For another, most fevers are not in response to something like sepsis (outside of admissions in a hospital at least), they’re the result of either the disease-causing organism (pathogen) releasing molecules which cause your body to develop a fever (pyrogens) or an immune response by your body. In the former case the magnitude of the infection can cause a release of these molecules so great that your temperature-regulating system is utterly overwhelmed. In the latter case your body’s inflammatory signaling systems can go haywire, causing runaway inflammation and fever; this is called cytokine storm and it’s a potentially fatal condition. Ebola is often thought to kill as a result of cytokine storm, in humans at least.

So you need to manage a fever, first and foremost by identifying its cause and treating it appropriately. This will inevitably take time, and the sicker the patient the more time it will take. During this time you could develop cardiac problems, your metabolism could be seriously disrupted leading to many bad side effects, and you could suffer lasting brain damage from seizures, even coma or death. As a result with a bad enough fever you treat the infection, modulate the immune system response if necessary/possible, and then just try to bring the temperature down. Alcohol, cold water baths, and even infusions of cold IV fluids can all be used.

tl;dr Unless you’re septic, it isn’t generally helpful for your immune system to suffer under a fever, and it can cause organ damage, damage to the blood, damage to the brain, and even death.

Anonymous 0 Comments

ELI5 – The immune system is like a teenage girl, it tends to overreact and you gotta calm it down a little so it starts acting rationally.

Anonymous 0 Comments

Your insides will start to shut down if they get too hot. Therefore we need to bring temperatures down when they could kill you, and not just kill the things making you sick.

Anonymous 0 Comments

You know what happens to egg whites when you boil eggs? You don’t want that happening to your body.

Anonymous 0 Comments

Fever is caused by chemicals released by your immune system. There is evidence that fevers also enhance immune cell function.

And you are kinda sort of right. Scientifically, the evidence doesn’t strongly point in one direction or another. It has not clearly been shown that letting patients fever is harmful. It also hasn’t been conclusively shown that treating the fever makes patients worse off.

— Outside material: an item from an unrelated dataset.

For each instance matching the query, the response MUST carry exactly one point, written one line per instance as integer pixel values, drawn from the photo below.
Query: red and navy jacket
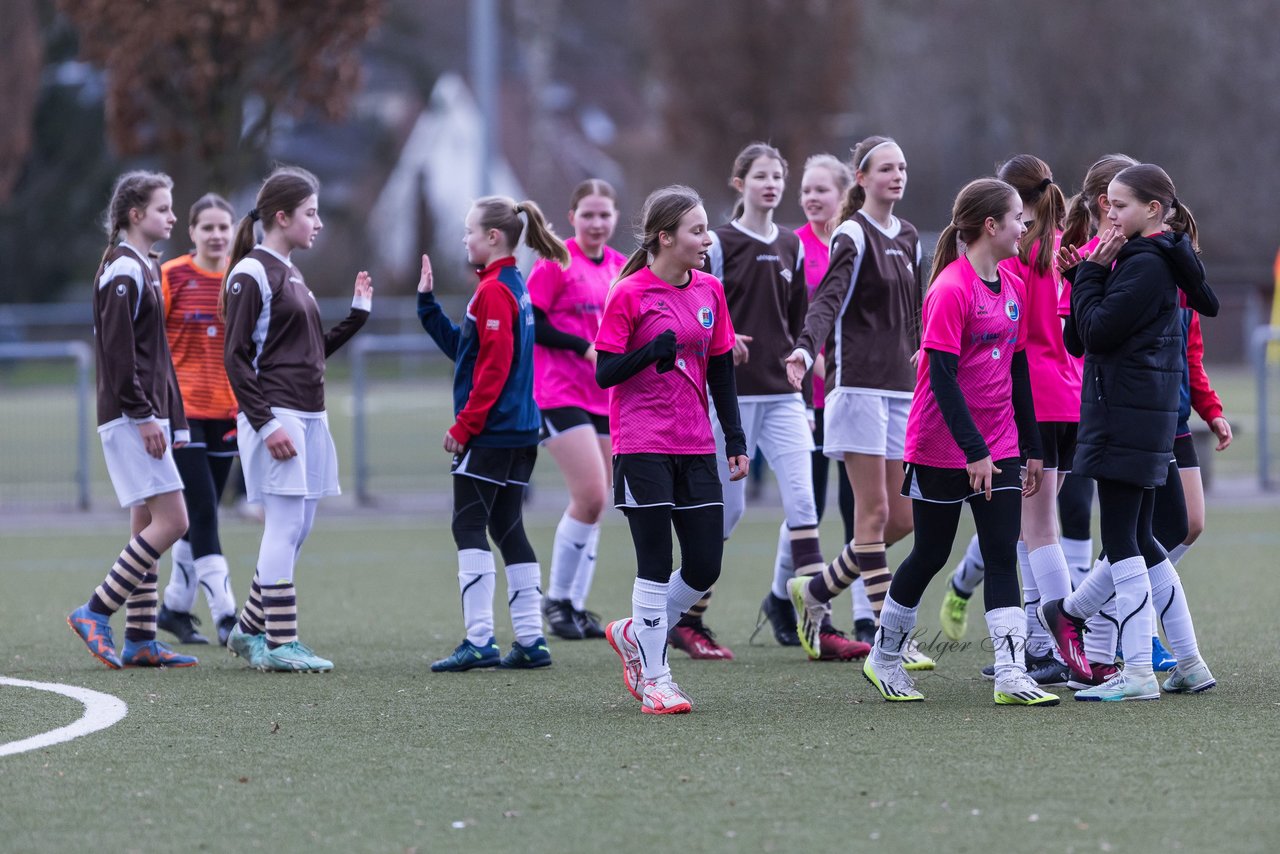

There is some rationale for treating fever. Mostly, it makes people more comfortable. Secondly, it expends less of the body’s energy. You also lose considerably more fluid when you fever than when you don’t. While fever might enhance antimicrobial activity, results have not consistently been shown that letting patients fever makes them get better more quickly or less likely to die from infection.

Anonymous 0 Comments

Having a fever hurts your body but also hurts the pathogen. You just hope it dies before you do.